The United States Supreme Court in 1973, at the time of the Roe v. Wade decision.

There were no paeans to sexual expression or women’s freedom in Roe v. Wade. Nixon appointee Harry Blackmun wrote mostly about doctors’ rights, ignoring arguments about women’s equality but concluding that “the right of personal privacy includes the abortion decision, but that this right is not unqualified and must be considered against important state interests in regulation.” The effect was sweeping: On a single day in 1973, all those 19th-century bans were wiped out, and states could only ban abortion at fetal viability.

Though history has nearly obscured it, Blackmun did not go out on a partisan limb. Five of the justices in the seven-justice majority in Roe v. Wade were appointed by Republicans. As recently as 1972, a Gallup poll had found that a majority of Americans (64 percent) thought “the decision to have an abortion should be made solely by a woman and her physician.” Republicans, at 68 percent, supported abortion rights most firmly of all.

Even the most casual news consumer knows that’s no longer the case, as abortion has become hopelessly partisan. Among most people, if not politicians, abortion is not nearly as controversial as the headlines might suggest. Around 1 in 4 women will have an abortion by the age of 45; until recently, the number was closer to 1 in 3.

The most recent Gallup data shows that exactly half of Americans say abortion should be “legal only under certain circumstances,” while a third say it should be legal in all circumstances. If you’re keeping track, that means that only a minority — 18 percent — want abortion banned entirely. And yet that view is represented by the president (who promised during the campaign to appoint justices who would overturn Roe v. Wade, and has already appointed one likely Roe skeptic) and majorities in Congress and statehouses. Indeed, “since Roe v. Wade,” says Guttmacher analyst Elizabeth Nash, “there have been 1,187 restrictions enacted at the state level.”

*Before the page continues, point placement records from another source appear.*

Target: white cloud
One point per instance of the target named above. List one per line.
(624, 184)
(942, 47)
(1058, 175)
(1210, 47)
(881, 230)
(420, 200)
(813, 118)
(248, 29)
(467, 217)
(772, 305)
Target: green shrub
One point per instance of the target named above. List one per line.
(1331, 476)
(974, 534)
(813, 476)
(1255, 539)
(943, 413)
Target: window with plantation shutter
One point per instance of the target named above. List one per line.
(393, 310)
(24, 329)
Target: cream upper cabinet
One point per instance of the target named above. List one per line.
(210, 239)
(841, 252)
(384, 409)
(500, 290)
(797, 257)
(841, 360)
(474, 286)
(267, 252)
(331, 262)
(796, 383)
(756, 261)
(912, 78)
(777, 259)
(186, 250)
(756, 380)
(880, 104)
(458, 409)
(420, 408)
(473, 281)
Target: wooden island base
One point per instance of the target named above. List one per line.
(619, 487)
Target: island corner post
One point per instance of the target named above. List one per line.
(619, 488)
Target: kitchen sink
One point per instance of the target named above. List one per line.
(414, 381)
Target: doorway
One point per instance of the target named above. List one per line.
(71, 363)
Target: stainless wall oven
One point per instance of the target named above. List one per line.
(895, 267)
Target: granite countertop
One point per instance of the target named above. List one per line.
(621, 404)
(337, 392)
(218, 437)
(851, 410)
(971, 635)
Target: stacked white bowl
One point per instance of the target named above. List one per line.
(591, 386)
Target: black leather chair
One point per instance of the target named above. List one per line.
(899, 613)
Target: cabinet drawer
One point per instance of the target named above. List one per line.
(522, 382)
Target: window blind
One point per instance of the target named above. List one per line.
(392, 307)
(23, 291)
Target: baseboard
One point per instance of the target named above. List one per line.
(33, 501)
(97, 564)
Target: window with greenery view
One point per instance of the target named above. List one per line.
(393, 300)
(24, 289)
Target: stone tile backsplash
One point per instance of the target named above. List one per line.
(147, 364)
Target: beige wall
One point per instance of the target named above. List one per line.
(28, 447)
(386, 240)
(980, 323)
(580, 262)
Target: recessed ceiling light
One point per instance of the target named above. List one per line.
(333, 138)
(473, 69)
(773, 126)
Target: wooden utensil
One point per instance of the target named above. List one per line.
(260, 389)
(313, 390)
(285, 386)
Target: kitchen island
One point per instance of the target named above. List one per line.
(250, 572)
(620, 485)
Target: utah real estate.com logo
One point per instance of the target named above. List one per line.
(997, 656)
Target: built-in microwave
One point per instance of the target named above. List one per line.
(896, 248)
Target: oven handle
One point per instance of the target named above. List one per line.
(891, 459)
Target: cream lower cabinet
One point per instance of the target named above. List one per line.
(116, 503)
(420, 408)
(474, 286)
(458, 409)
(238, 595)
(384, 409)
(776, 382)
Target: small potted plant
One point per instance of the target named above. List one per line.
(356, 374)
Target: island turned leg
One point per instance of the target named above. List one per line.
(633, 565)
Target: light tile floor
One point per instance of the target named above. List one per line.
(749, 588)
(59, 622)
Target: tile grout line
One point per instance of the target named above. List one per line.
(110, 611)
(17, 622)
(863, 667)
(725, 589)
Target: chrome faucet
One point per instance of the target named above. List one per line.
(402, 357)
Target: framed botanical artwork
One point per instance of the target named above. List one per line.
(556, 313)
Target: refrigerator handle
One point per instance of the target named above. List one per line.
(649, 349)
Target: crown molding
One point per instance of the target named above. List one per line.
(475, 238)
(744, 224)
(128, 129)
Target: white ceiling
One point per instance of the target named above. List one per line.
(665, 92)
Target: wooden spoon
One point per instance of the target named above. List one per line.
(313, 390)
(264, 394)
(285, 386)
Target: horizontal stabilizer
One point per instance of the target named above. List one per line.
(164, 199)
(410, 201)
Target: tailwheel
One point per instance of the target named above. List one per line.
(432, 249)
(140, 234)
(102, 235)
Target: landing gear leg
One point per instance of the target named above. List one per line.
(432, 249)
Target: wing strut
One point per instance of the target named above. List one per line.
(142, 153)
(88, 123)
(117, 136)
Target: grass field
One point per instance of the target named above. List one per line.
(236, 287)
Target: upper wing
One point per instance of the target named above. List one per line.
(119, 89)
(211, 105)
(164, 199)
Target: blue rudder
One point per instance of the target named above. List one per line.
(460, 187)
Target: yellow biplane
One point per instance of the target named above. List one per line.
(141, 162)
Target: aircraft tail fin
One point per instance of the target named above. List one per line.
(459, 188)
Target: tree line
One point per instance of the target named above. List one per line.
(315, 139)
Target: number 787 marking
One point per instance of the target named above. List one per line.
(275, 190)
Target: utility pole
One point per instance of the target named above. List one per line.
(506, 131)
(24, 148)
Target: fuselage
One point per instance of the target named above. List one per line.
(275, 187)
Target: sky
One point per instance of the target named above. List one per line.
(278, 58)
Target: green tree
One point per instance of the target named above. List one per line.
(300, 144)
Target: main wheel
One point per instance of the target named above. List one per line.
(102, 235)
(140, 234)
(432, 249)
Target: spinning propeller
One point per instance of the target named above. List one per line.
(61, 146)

These days, not only do anti-abortion activists want the procedure to be illegal at any stage of pregnancy, they even want to redefine common forms of birth control, like the intrauterine device, or IUD, and emergency contraception as abortion. This view has quickly reached the mainstream. In 2012, the Republican nominee for president declared, “Contraception, it’s working just fine. Leave it alone.” Today, an opponent of contraception, Teresa Manning, heads the federal family planning program. Manning has said, “family planning is what occurs between a husband and a wife and God” and has opposed the use of contraceptives for years. America has come a long way since the days of “quickening.”